Why There Is No UUIDv2 Generator¶
std.uuid deliberately omits a UUIDv2 generator. It can parse and inspect UUIDv2 values for interoperability, but it does not generate new ones. UUIDv2 is the DCE2 Security UUID layout: it embeds local domain identifiers such as POSIX user IDs or group IDs into a UUIDv1-shaped value. RFC 9562 documents version 2 as a known layout, but leaves DCE Security generation outside the core UUID generation algorithms.
For new code, use UUID.v7() for sortable generated IDs, UUID.v4() for opaque random IDs, or UUID.v5(...) for deterministic namespace IDs. Only preserve UUIDv2 values when interoperating with an existing system that already emits them.
Generate New IDs¶
from std.uuid import UUID, UuidError
def create_request_id() -> Result[UUID, UuidError]:
return UUID.v7()
def create_record_id() -> Result[UUID, UuidError]:
return UUID.v4()
Generation returns Result because clock access, randomness, and byte assembly are fallible operations.

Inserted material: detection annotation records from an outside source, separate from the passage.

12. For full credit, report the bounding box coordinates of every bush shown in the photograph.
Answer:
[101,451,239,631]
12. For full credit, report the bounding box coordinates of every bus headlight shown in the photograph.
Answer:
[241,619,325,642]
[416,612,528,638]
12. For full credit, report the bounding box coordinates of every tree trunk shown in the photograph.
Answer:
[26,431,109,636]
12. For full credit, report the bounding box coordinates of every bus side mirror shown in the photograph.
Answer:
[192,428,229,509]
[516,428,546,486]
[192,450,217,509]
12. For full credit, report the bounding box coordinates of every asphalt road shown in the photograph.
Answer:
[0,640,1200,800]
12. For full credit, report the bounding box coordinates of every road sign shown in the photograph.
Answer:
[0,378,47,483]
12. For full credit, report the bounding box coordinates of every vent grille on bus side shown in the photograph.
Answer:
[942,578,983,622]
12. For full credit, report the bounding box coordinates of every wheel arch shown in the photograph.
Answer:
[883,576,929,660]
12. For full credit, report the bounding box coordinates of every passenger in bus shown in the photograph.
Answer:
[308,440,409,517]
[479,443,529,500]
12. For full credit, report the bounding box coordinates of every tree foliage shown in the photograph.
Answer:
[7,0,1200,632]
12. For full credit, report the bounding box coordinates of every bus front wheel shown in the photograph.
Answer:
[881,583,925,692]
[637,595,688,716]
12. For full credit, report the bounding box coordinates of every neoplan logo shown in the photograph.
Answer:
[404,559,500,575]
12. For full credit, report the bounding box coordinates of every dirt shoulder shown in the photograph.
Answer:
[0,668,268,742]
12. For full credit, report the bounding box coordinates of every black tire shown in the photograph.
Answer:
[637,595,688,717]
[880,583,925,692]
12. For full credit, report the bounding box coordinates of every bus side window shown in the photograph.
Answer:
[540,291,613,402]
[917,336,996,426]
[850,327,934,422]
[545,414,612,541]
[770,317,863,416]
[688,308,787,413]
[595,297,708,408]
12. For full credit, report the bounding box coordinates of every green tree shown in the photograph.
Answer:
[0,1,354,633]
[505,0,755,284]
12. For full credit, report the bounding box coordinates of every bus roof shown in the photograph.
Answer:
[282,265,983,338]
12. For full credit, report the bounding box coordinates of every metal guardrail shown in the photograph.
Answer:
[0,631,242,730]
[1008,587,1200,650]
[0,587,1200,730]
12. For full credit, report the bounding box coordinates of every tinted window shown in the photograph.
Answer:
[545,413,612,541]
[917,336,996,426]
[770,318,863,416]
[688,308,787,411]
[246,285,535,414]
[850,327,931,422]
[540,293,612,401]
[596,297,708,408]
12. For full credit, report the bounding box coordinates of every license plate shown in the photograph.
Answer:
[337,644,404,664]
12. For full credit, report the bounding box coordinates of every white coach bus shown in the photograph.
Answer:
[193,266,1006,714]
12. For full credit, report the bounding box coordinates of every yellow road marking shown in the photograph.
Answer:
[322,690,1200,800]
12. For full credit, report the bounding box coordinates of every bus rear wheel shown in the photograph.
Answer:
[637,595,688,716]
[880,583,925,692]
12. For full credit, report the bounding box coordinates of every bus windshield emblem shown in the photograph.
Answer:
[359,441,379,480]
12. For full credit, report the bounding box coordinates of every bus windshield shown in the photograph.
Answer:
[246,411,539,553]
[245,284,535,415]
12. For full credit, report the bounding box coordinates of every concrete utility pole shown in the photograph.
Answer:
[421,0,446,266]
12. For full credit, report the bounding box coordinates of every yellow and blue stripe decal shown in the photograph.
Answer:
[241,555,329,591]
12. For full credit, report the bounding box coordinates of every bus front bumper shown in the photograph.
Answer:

Use ? when the caller already returns Result.
Parse User or Protocol Input¶
UUID.parse(...) accepts canonical text, simple 32-digit hex, braced UUIDs, and urn:uuid: values. Normalize once at the boundary, then pass UUID values through the rest of the program.
from std.uuid import UUID, UuidError
def parse_header(value: str) -> Result[UUID, UuidError]:
return UUID.parse(value)
def print_uuid(value: str) -> Result[None, UuidError]:
uuid = UUID.parse(value)?
println(uuid.canonical()?)
return Ok(None)
Use match when the caller can recover from malformed input:
from std.uuid import UUID
def print_optional_uuid(value: str) -> None:
match UUID.parse(value):
Ok(uuid) => println(uuid.to_string())
Err(err) => println(err.message())
Format for Logs, URLs, and Protocols¶
Use canonical() or to_string() for the familiar lower-case 8-4-4-4-12 form. Use to_hex() for compact storage without hyphens and to_urn() for protocols that require the UUID URN spelling.
from std.uuid import UUID, UuidError
def render(uuid: UUID) -> Result[None, UuidError]:
println(uuid.canonical()?)
println(uuid.to_hex())
println(uuid.to_urn())
return Ok(None)
canonical() returns Result because it formats through the UUID byte layout. to_string(), to_hex(), and to_urn() are convenience methods for common text output.
Build Deterministic Namespace IDs¶
Use namespace UUIDs when the same logical name should always produce the same UUID. DNS, URL, OID, and X.500 namespaces are provided as constants.
from std.uuid import NAMESPACE_DNS, NAMESPACE_URL, UUID, UuidError
def service_id(hostname: str) -> Result[UUID, UuidError]:
return UUID.v5(NAMESPACE_DNS, hostname)
def route_id(url: str) -> Result[UUID, UuidError]:
return UUID.v5(NAMESPACE_URL, url)
v5() uses SHA-1 namespace UUIDs and is the default deterministic choice. Keep v3() for compatibility with systems that specifically require MD5 namespace UUIDs.
Round-Trip Bytes and Integers¶
Use to_bytes() and from_bytes(...) for binary protocols. The byte order is the RFC/network-order layout used by UUID text formatting.
from std.uuid import UUID, UuidError
def roundtrip_bytes(raw: bytes) -> Result[bytes, UuidError]:
uuid = UUID.from_bytes(raw)?
return uuid.to_bytes()
Use to_int() and from_int(...) when a database or index stores UUIDs as unsigned 128-bit values:
from std.uuid import UUID
def restore(value: u128) -> UUID:
return UUID.from_int(value)
The integer form preserves the exact UUID bits. It does not validate version or variant by itself.
Inspect Version and Variant¶
Use version() and variant() when protocol code needs to reject unsupported UUID layouts.
from std.uuid import UUID, UuidError, UuidVariant, UuidVersion
def require_v7(text: str) -> Result[UUID, UuidError]:
uuid = UUID.parse(text)?
if uuid.version()? != UuidVersion.V7:
return Err(UuidError(kind="unsupported_version", detail="expected a UUIDv7 value"))
if uuid.variant()? != UuidVariant.Rfc9562:
return Err(UuidError(kind="unsupported_variant", detail="expected an RFC 9562 UUID"))
return Ok(uuid)
Nil and max UUIDs have special version results because they are sentinel values rather than ordinary generated UUIDs.